Background PHA is a rare, but life threatening condition, that usually presents with impressive hyperkalemia. It can be initially missed as congenital adrenal hyperplasia (CAH). We present a series of patients to increase the awareness of treating physicians about misdiagnosis and pitfalls in management. Case report We admitted 4 cases in our institution between 2017-2021.They presented with variable symptoms of vomiting, poor feeding, weight loss, dehydration, and fever. In addition, they all had profound hyperkalemia reaching 10- 11 meq\L and significant hyponatremia reaching 129 meq\L. Case one and four both showed initial normal levels of serum aldosterone that were found to be high after dilution of the samples.
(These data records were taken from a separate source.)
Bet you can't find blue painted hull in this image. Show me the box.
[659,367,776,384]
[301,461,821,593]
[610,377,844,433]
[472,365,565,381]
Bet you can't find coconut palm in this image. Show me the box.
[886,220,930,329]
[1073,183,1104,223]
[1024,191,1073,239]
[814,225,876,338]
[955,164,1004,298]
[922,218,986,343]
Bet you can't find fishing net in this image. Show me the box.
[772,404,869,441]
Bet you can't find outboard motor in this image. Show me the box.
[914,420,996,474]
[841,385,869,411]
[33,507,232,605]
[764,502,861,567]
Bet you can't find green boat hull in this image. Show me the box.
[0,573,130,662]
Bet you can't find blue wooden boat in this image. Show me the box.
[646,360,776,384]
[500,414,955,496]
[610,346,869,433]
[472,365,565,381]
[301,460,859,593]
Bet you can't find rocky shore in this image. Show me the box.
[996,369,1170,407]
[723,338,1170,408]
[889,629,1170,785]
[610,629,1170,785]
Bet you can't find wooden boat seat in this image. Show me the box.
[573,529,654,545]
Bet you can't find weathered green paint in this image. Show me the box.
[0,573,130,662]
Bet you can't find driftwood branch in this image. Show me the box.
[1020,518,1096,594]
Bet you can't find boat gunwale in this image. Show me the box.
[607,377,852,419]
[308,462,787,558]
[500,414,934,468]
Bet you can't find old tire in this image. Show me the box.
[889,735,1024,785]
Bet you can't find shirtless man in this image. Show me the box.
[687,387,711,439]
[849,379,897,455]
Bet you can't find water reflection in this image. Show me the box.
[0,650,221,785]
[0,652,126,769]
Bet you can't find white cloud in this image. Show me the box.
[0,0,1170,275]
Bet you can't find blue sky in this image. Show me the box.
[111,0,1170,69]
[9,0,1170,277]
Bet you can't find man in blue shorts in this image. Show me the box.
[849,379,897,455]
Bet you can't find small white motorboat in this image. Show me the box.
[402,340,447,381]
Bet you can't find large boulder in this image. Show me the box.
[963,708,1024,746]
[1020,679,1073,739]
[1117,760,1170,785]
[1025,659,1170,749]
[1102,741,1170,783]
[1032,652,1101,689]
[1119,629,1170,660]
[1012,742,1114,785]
During follow-up periods of 31 months to 4 years, all of these patients required regular adjustment of kayexalate, sodium chloride and sodium bicarbonate doses according to weight changes to keep a normal serum sodium level and a potassium level below 5.5 meq\L. Discussion Our patients’ series demonstrates challenges that may face physicians during PHA management. PHA mimics CAH in clinical and biochemical presentation. Also, there are technical issues regarding the accuracy of serum aldosterone measurement. Moreover, the use of a potassium chelating agent requires careful and close follow up for optimization of doses to avoid life threatening hyperkalemia. This requires frequent follow-up to ensure monitoring, dose adjustment and early detection of electrolytes’ imbalance. Conclusion PHA can be associated with a delay in diagnosis and early start of management. An optimal use and adjustment of medications is critical for rapidly growing young children.